Mahalle camilerinde yabancı olan anında bilinir ve namaz sonrası cemaatin ileri gelenleri ilgilenir, misafirse, yolcuysa, muhtaçsa ona göre yardımcı olmaya çalışırlardı.
Dini bayramlarda bayram namazı kılanlar içinde mahalleli olmayanlar, cami çıkışında yalnız bırakılmaz, ille birileri koluna girerek “Bayram yemeğinde soframızı şereflendirir misiniz” türü gönül alıcı bir ifadeyle davet edilip evine götürürdü.
Tabut ve teneşir mahalle camilerinin uygun bir yerinde hazır bekletilirdi.
Nikâhlar burada kıyılır; nikâh şerbeti cami çıkışında dağıtılırdı millete.
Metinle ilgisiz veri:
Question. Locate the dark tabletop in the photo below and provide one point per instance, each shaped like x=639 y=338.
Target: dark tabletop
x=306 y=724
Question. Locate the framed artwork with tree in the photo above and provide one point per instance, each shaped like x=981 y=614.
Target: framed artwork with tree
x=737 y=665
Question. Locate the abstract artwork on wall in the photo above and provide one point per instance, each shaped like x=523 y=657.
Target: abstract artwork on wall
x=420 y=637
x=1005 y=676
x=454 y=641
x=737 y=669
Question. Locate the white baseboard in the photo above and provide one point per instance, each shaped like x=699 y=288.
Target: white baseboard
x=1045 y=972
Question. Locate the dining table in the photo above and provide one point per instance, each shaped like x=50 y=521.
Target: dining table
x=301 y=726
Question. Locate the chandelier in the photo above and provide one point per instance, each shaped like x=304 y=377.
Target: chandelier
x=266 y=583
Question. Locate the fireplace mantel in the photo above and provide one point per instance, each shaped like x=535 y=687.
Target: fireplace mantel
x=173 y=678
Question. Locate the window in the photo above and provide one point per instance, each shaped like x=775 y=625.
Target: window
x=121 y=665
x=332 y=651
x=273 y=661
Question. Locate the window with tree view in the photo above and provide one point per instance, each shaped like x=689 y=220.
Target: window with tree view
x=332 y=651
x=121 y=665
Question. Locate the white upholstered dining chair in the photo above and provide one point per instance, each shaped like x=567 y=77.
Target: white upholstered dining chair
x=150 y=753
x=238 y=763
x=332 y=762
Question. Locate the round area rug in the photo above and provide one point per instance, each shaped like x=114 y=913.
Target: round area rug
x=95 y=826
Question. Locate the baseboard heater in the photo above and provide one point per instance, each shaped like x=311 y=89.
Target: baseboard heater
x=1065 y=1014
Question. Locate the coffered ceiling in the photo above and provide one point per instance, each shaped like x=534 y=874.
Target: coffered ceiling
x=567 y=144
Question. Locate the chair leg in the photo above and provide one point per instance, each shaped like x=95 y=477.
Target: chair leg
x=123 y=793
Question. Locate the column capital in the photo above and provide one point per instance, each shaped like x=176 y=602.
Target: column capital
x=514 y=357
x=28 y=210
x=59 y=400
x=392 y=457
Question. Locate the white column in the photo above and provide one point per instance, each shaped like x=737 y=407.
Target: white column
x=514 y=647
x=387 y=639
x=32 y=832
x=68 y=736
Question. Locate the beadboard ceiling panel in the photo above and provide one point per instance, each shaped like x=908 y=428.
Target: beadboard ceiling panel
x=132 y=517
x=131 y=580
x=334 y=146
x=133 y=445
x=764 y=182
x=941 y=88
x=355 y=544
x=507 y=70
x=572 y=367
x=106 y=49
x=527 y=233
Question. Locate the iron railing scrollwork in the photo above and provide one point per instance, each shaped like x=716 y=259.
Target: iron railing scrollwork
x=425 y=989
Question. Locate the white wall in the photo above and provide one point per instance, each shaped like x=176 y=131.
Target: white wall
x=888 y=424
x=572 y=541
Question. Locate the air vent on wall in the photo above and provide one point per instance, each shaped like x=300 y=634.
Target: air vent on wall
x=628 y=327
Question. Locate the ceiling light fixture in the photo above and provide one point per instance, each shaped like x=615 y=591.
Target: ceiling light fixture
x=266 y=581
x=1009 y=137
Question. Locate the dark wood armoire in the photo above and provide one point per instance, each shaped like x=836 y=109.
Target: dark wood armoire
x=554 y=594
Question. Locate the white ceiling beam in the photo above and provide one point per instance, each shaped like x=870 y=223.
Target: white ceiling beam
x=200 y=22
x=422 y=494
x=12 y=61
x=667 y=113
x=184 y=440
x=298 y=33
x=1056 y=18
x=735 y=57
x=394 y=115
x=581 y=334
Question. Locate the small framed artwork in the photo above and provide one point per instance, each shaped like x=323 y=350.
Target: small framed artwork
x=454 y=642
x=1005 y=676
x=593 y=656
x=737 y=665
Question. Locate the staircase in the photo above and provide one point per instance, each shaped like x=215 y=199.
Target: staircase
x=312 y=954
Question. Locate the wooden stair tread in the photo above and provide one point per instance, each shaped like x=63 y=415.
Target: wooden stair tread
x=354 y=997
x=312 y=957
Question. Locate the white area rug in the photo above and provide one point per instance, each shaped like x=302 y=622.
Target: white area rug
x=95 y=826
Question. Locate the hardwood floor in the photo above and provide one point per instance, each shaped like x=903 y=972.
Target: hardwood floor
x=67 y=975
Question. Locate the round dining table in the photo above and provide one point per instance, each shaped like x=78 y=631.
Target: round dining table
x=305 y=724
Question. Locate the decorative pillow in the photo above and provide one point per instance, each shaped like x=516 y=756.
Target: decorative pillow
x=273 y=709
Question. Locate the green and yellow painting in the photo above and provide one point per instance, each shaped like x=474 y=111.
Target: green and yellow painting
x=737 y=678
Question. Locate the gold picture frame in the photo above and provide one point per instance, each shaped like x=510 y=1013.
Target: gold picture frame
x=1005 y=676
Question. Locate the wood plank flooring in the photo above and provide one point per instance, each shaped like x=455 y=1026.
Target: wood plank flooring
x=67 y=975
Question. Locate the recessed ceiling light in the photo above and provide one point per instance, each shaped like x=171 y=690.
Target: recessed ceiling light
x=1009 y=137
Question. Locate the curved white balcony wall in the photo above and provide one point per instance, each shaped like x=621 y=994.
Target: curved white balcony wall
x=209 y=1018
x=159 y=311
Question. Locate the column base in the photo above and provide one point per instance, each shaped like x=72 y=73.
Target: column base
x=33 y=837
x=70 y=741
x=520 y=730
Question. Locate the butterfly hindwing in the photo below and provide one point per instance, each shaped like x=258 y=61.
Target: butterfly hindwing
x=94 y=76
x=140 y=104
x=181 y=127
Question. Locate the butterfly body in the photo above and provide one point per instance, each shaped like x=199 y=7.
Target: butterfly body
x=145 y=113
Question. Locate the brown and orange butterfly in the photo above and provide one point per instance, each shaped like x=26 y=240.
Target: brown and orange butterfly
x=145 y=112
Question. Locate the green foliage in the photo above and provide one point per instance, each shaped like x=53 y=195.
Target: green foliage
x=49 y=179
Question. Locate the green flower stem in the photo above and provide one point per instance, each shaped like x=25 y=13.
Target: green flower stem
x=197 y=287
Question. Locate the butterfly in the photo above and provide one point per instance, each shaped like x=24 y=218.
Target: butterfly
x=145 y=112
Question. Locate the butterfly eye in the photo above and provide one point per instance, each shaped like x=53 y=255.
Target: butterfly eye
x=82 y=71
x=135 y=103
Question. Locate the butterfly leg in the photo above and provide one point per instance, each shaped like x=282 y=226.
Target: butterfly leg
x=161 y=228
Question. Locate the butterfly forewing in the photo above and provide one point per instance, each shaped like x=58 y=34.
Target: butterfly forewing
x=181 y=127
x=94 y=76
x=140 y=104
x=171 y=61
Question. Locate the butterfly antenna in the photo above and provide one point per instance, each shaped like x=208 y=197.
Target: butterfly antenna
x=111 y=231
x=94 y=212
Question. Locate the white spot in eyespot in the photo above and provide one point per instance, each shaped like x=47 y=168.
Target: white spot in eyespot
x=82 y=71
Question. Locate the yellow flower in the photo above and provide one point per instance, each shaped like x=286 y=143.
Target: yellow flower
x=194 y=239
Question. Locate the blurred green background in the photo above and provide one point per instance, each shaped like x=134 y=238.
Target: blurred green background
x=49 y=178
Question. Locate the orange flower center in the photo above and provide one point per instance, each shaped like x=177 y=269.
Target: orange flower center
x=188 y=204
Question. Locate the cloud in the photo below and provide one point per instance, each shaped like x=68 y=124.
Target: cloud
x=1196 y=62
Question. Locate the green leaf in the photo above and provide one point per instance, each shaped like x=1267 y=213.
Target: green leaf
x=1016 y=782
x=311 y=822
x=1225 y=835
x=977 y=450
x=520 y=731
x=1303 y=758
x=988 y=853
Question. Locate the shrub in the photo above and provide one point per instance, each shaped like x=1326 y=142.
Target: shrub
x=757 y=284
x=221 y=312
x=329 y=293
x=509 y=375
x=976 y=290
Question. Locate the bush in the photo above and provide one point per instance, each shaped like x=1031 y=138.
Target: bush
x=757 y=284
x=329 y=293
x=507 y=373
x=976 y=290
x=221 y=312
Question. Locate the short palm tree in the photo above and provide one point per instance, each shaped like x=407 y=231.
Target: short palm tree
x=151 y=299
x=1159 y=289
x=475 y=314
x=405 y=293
Mevlitler burada okunur, külahlar içine konmuş çerezler daha okunurken sağların arasında gezen görevlilerce dağıtılırdı.
Teravih de Mahalle camilerinde kılınırdı. Gelen gelmeyen belli olurdu. Herkes birbirini tanıdığı için teravih süresinde daha çok çocuklar, gençler hatta yetişkinler -bugün bile anlatılan- olmadık şaka yaparlardı da o ramazanın neşesi olurlardı adeta.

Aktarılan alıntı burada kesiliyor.